Health leaders testing health policy options

Thursday, October 23, 2014

About 85 health leaders from all parts of the health system and the country gather in Canberra today for the Australian Healthcare and Hospitals Association’s (AHHA) Integrated Care Simulation, which tests three major potential health policy initiatives and their likely impact on health services and system integration.

AHHA Chief Executive Alison Verhoeven says that the simulation, supported by Novartis, will give insight into how current policy considerations might play out across the health sector, and highlight areas where extra focus may be needed.

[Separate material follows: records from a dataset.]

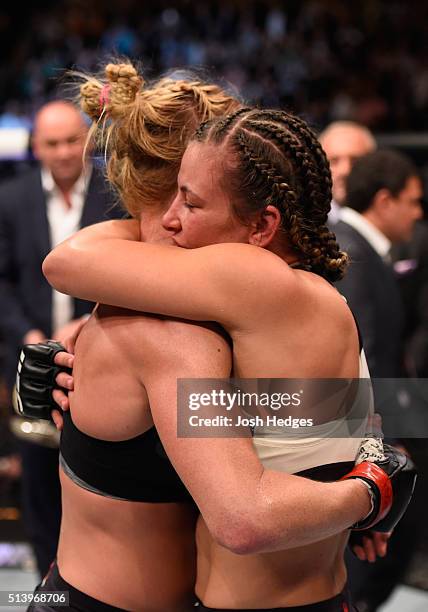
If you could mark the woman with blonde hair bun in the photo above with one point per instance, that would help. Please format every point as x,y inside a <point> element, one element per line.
<point>252,179</point>
<point>128,523</point>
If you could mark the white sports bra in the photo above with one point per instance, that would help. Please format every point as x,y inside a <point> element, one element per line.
<point>331,447</point>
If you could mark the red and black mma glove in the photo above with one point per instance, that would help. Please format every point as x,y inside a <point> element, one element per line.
<point>390,476</point>
<point>35,380</point>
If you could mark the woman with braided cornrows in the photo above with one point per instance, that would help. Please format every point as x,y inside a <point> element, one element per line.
<point>256,178</point>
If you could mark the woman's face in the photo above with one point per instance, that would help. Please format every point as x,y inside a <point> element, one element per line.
<point>201,212</point>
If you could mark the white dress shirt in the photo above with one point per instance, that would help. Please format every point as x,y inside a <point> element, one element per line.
<point>64,220</point>
<point>380,243</point>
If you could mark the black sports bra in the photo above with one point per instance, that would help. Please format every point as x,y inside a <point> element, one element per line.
<point>135,470</point>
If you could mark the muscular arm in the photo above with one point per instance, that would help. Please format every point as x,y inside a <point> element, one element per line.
<point>105,263</point>
<point>248,509</point>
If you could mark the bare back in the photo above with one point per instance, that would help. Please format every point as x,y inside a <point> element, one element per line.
<point>317,339</point>
<point>133,555</point>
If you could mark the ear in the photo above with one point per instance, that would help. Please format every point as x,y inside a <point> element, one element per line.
<point>34,146</point>
<point>265,227</point>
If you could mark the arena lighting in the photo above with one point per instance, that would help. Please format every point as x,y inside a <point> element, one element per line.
<point>14,143</point>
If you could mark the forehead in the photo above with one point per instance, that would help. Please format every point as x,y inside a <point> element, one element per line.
<point>201,167</point>
<point>413,188</point>
<point>346,142</point>
<point>58,124</point>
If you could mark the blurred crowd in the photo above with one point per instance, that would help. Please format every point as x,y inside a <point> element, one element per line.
<point>332,60</point>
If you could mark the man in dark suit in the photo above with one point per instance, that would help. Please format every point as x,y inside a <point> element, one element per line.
<point>384,195</point>
<point>343,143</point>
<point>383,201</point>
<point>37,211</point>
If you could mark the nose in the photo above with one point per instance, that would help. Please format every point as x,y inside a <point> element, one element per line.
<point>171,220</point>
<point>419,211</point>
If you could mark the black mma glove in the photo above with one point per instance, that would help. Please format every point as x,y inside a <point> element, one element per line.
<point>390,476</point>
<point>35,380</point>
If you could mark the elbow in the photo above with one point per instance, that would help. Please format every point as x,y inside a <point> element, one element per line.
<point>242,537</point>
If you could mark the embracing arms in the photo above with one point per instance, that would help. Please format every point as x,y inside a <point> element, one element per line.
<point>106,263</point>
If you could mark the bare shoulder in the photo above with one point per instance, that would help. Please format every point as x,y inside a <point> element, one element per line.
<point>176,347</point>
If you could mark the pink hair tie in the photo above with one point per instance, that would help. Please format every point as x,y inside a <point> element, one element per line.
<point>104,97</point>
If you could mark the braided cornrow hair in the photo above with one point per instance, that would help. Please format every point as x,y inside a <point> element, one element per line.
<point>144,129</point>
<point>281,163</point>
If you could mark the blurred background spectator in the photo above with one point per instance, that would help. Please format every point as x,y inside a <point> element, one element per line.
<point>344,142</point>
<point>365,61</point>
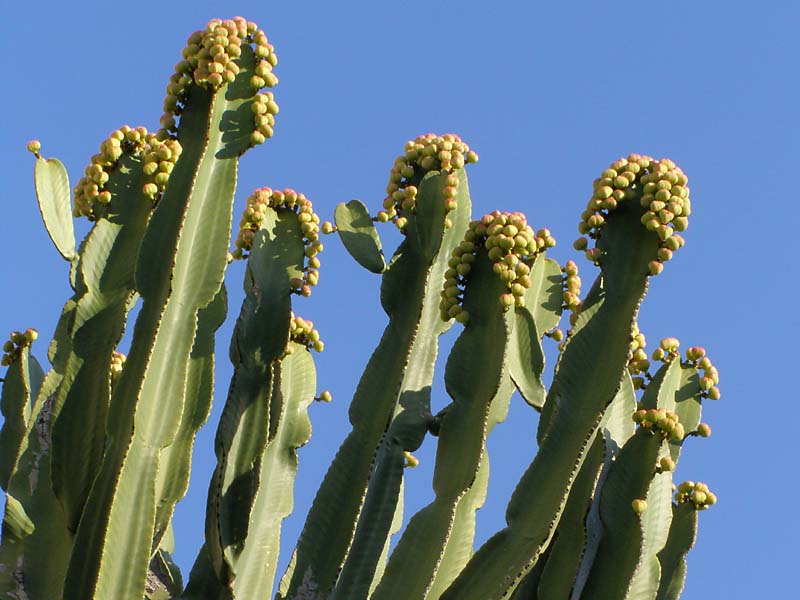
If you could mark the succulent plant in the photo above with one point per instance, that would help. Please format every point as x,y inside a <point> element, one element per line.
<point>95,451</point>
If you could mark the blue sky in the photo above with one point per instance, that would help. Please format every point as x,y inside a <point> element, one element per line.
<point>548,94</point>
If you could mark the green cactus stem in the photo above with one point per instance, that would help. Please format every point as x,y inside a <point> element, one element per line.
<point>104,284</point>
<point>587,378</point>
<point>262,422</point>
<point>175,277</point>
<point>392,397</point>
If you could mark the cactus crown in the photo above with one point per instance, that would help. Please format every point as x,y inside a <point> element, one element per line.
<point>512,246</point>
<point>429,152</point>
<point>158,158</point>
<point>288,199</point>
<point>210,61</point>
<point>660,187</point>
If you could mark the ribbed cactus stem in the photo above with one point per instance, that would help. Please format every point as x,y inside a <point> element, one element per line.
<point>176,277</point>
<point>393,394</point>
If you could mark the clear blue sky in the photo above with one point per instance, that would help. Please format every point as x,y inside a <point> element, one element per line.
<point>548,94</point>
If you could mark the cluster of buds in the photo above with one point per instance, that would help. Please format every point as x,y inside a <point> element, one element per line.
<point>158,159</point>
<point>661,187</point>
<point>117,363</point>
<point>17,341</point>
<point>696,493</point>
<point>696,357</point>
<point>638,364</point>
<point>303,333</point>
<point>667,350</point>
<point>288,199</point>
<point>512,246</point>
<point>429,152</point>
<point>709,376</point>
<point>210,61</point>
<point>264,110</point>
<point>660,420</point>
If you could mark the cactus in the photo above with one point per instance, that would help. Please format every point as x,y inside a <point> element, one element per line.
<point>97,449</point>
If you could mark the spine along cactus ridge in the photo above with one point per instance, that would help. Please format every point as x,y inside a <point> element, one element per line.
<point>95,446</point>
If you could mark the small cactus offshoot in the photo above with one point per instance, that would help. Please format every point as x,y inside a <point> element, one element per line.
<point>696,493</point>
<point>17,341</point>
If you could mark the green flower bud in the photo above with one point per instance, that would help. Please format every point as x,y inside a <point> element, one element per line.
<point>704,430</point>
<point>655,267</point>
<point>411,460</point>
<point>639,506</point>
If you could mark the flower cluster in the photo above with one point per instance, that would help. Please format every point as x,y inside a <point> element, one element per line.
<point>638,364</point>
<point>158,158</point>
<point>709,376</point>
<point>17,341</point>
<point>117,363</point>
<point>288,199</point>
<point>696,493</point>
<point>662,421</point>
<point>512,246</point>
<point>428,152</point>
<point>696,357</point>
<point>662,190</point>
<point>303,332</point>
<point>264,110</point>
<point>210,60</point>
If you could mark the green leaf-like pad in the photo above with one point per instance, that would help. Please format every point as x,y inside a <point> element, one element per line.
<point>52,191</point>
<point>359,235</point>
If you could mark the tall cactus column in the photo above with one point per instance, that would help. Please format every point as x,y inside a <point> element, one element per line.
<point>428,200</point>
<point>264,419</point>
<point>491,271</point>
<point>213,93</point>
<point>629,237</point>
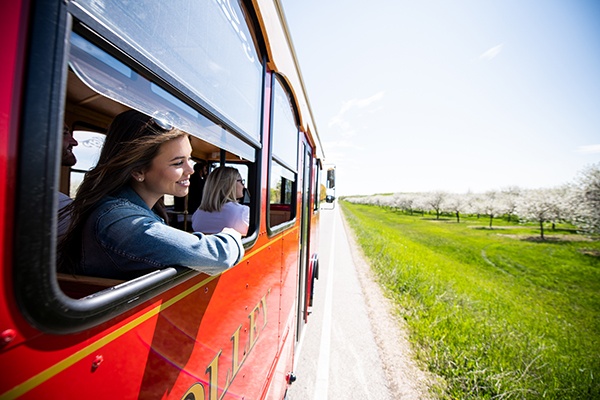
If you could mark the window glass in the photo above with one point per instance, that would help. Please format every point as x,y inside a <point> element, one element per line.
<point>113,79</point>
<point>285,129</point>
<point>281,196</point>
<point>87,152</point>
<point>181,41</point>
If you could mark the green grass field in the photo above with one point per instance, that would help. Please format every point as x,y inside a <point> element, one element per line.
<point>495,313</point>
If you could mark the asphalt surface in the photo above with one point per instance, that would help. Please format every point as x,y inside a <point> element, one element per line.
<point>338,356</point>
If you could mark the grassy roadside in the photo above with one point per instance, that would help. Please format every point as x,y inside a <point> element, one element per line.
<point>495,313</point>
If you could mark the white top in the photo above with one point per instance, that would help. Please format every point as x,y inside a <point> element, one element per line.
<point>232,215</point>
<point>63,219</point>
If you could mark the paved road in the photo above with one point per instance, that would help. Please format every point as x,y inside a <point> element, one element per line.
<point>338,355</point>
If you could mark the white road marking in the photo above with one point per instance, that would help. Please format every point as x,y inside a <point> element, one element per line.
<point>322,383</point>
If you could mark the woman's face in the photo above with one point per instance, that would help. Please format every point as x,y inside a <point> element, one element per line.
<point>239,188</point>
<point>169,172</point>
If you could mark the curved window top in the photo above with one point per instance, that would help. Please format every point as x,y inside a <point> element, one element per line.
<point>115,80</point>
<point>181,41</point>
<point>285,130</point>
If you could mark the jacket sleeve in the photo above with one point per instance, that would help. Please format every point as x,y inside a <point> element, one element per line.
<point>141,237</point>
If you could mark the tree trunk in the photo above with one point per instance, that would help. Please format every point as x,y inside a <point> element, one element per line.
<point>542,229</point>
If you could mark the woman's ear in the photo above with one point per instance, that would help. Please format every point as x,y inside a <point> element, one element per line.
<point>138,176</point>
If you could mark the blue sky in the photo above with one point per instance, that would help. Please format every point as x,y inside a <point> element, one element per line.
<point>451,95</point>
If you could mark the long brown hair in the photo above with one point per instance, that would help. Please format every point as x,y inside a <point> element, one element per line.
<point>219,189</point>
<point>132,142</point>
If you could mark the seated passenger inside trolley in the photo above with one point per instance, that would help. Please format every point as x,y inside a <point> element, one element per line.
<point>220,207</point>
<point>118,227</point>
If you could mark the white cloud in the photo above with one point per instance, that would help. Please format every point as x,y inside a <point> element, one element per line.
<point>589,149</point>
<point>491,53</point>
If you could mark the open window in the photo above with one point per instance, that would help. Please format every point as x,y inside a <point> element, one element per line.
<point>86,77</point>
<point>284,158</point>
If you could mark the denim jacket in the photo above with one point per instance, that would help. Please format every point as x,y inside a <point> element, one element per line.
<point>123,238</point>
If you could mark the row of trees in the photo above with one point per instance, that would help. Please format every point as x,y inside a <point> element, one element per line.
<point>577,203</point>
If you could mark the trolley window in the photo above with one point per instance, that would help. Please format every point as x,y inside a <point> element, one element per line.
<point>206,45</point>
<point>111,68</point>
<point>284,157</point>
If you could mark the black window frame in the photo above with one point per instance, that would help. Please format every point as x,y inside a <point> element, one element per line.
<point>34,277</point>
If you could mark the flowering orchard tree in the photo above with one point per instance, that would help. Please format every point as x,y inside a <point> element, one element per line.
<point>435,201</point>
<point>541,206</point>
<point>587,212</point>
<point>457,204</point>
<point>492,205</point>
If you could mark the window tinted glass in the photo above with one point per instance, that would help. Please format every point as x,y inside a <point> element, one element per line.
<point>181,41</point>
<point>285,130</point>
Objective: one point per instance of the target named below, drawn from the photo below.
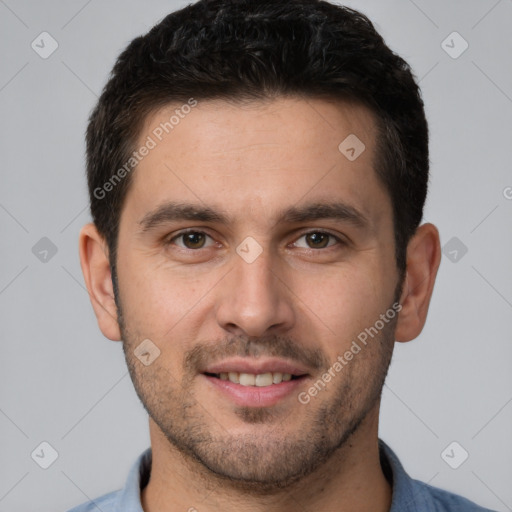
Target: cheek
(343, 304)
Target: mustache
(205, 354)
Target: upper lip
(256, 366)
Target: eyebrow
(175, 211)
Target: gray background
(63, 383)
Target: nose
(255, 298)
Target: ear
(98, 279)
(423, 259)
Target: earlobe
(423, 260)
(98, 279)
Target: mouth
(255, 380)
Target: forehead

“With representatives from the public, private and not-for-profit sectors, as well as from advocacy groups, this simulation exercise aims to help inform government decision-making about potential health policy reforms,” Ms Verhoeven said.

“It will give participants the opportunity to identify the strengths of our health system, and its weaknesses, in requiring collaboration between organisations of varying sizes and structures, often with competing priorities.”

With roving journalists, complex scenarios and unexpected ‘curve balls’ to shake things up, Ms Verhoeven hopes the event will be one that tests the participants and reflects real world challenges.

“It’s an activity we can build on as we debate key policy issues, supporting the AHHA’s strong belief in evidence-based policy that does not lose sight of the overarching goal of affordable, accessible quality healthcare in Australia.”

The simulation approach was chosen for its capacity to enact a highly realistic but safe learning environment to test policies and structures and provide an insight into outcomes that may result through a test process.

“By enacting these scenarios in a highly realistic but stage-managed environment, we will be able to learn how these health leaders operate, both individually and within the broader health context,” Ms Verhoeven said.

“In doing so, we hope to encourage networking and ‘big picture’ thinking across the sector and throughout the various layers of the Australian health system.”

The Australian Healthcare and Hospitals Association is the national peak body for public and not-for-profit hospitals, community and primary healthcare services, and advocates for universal, high quality and affordable healthcare to benefit the whole community.